The former director of the Federal Bureau of Investigation (FBI), James Comey, told a U.S. Senate panel on Thursday that he took President Donald Trump’s remarks about letting former National Security Adviser Michael Flynn off the hook in an investigation as an inappropriate direction and decided to keep a record of it. The President’s remarks, though not framed as such, amounted to an order which he could not follow, Mr. Comey told the Senate Intelligence Committee in a much-awaited public testimony after Mr. Trump fired him as Director.
Mr. Comey said he believed that he was fired in an “attempt to change the course of the Russian investigation”, but refused to go into details of this assessment.

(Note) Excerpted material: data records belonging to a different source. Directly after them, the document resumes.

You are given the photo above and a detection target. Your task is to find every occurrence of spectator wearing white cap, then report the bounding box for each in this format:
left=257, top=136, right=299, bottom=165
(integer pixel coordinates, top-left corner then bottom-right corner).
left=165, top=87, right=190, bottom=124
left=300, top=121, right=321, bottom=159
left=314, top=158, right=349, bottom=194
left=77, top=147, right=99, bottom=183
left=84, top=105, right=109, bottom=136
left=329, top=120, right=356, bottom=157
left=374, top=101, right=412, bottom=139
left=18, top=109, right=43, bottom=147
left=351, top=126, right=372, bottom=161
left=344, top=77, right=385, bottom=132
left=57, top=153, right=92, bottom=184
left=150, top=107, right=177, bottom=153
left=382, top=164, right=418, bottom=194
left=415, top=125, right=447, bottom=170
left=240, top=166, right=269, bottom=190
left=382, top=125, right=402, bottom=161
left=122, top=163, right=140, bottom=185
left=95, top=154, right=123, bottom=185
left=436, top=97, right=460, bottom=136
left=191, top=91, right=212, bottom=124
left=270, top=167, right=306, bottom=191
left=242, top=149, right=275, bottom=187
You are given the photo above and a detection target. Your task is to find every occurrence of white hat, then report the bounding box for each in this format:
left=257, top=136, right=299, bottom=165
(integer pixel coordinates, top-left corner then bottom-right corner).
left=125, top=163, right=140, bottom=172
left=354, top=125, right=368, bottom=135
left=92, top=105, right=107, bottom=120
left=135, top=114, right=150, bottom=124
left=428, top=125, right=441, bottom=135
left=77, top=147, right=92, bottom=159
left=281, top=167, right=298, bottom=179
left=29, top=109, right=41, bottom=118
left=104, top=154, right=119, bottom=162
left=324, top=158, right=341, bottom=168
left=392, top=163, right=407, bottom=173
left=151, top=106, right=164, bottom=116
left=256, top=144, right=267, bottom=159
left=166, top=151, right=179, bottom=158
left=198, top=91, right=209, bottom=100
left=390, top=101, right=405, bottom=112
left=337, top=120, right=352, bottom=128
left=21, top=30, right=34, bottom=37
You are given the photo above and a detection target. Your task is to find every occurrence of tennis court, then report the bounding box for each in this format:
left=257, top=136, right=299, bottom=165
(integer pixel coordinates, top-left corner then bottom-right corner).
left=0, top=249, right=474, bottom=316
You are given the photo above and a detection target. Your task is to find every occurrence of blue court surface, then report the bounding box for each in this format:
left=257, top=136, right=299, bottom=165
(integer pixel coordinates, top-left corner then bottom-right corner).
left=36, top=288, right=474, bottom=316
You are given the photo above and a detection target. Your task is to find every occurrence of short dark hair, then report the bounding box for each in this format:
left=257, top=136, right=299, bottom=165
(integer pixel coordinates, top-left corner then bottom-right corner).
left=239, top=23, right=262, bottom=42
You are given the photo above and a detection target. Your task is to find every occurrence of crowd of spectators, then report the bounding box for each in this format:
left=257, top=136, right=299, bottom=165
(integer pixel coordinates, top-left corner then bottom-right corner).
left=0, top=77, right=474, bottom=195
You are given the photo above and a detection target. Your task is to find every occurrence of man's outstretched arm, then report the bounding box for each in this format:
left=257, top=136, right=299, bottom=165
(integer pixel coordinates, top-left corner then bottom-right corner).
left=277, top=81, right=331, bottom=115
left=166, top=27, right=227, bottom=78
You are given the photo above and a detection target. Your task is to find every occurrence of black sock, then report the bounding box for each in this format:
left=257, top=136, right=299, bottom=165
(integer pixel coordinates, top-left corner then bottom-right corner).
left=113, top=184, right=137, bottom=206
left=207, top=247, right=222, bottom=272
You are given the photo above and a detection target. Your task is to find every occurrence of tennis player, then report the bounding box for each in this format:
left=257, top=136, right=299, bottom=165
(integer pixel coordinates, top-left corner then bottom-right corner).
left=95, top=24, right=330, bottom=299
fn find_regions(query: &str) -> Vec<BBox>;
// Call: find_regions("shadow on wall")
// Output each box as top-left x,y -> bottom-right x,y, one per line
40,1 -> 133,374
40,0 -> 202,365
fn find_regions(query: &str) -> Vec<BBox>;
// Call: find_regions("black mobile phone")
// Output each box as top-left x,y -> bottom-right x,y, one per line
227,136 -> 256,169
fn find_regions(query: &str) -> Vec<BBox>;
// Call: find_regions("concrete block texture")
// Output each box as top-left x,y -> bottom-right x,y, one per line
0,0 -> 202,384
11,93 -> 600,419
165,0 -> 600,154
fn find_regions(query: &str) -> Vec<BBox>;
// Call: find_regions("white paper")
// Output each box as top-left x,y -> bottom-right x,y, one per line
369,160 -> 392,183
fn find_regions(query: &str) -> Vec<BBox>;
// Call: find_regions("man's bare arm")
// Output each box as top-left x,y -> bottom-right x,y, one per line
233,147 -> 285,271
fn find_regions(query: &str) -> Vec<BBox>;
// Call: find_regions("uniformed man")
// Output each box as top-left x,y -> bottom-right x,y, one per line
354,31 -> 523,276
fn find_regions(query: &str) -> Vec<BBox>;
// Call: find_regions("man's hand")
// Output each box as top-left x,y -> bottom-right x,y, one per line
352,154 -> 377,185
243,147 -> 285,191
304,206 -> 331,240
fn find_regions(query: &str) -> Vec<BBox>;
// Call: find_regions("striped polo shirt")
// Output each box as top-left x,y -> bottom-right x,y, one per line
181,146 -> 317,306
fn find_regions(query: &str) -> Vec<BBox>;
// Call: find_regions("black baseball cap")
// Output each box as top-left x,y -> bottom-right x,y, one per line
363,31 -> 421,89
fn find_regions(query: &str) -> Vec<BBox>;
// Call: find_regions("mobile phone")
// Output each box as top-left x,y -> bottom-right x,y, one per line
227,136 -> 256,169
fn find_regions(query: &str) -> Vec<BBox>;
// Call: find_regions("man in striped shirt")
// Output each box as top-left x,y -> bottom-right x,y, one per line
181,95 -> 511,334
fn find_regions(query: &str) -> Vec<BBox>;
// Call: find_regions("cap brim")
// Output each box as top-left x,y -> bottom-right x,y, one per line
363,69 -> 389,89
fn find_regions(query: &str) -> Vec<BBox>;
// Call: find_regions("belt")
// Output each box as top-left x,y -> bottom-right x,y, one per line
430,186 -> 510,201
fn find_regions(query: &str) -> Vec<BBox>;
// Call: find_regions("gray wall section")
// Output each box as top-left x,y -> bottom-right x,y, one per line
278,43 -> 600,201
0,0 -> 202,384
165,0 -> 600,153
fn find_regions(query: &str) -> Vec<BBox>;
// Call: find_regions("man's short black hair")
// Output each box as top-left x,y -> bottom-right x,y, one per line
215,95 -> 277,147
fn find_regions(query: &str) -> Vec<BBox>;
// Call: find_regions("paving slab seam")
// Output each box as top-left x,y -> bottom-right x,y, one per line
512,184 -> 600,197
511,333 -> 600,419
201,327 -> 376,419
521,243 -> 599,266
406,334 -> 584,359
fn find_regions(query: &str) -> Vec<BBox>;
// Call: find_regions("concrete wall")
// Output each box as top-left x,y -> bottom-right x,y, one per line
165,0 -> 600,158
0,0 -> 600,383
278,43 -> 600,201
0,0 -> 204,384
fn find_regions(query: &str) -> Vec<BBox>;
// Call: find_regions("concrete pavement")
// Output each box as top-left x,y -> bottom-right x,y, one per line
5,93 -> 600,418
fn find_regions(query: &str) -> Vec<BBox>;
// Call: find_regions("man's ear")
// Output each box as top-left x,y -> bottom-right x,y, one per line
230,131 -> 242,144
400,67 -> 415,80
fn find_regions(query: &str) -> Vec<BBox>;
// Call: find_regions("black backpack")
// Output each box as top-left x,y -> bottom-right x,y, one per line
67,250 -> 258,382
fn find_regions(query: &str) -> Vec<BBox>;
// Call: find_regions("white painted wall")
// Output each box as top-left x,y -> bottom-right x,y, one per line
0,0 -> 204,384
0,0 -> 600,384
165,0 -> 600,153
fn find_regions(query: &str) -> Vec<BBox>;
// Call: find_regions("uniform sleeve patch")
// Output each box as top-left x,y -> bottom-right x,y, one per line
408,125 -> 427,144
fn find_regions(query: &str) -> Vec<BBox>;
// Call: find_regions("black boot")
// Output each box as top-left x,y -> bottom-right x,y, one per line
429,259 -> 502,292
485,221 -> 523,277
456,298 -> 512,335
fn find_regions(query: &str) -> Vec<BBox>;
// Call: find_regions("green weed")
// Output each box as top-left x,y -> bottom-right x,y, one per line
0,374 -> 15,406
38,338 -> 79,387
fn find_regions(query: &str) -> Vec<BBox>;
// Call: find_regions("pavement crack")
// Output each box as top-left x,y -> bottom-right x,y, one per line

“I took it as a direction,” Mr. Comey said. “It’s the president of the United States, with me alone,” he said of Mr. Trump’s remarks to him during a meeting in which only the two were present. In a written testimony submitted to the panel, Mr. Comey has quoted the President as saying: “I hope you can see your way clear to letting this go, to letting Flynn go.”
Conversation recordings
Mr. Comey said he recorded his recollection of this and other conversations with the President given the unusual combination of factors surrounding them and thinking that a “day might come when I will be requiring those records.”
Mr. Comey said he would be happy if there is a recording of the conversations available, as Mr. Trump had indicated in a tweet after firing Mr. Comey. “Lordy, I hope there are tapes,” the former FBI Director told the Senate Committee. He said in his interactions with two former Presidents, he did not feel the need to record it. The former FBI chief also told the panel that he shared with a friend the content of the memos that he prepared on conversations with the President.
Mr. Comey said a lot of leaked reports regarding the ongoing investigation into Russia’s alleged role in the U.S. election did not reflect an accurate picture of it as the agency cannot join issue with the news outlets on individual reports and correct them.
The Senate Committee has been trying to maintain bipartisan cohesion in their oversight role in the FBI’s investigation into Russia’s alleged involvement in American presidential election in 2016, but Republican and Democratic members appeared to be taking divergent lines of questioning during Mr. Comey’s testimony.
The Republican line of questioning led Mr. Comey to admit that there is no investigation as of now against Mr. Trump for Russian collusion.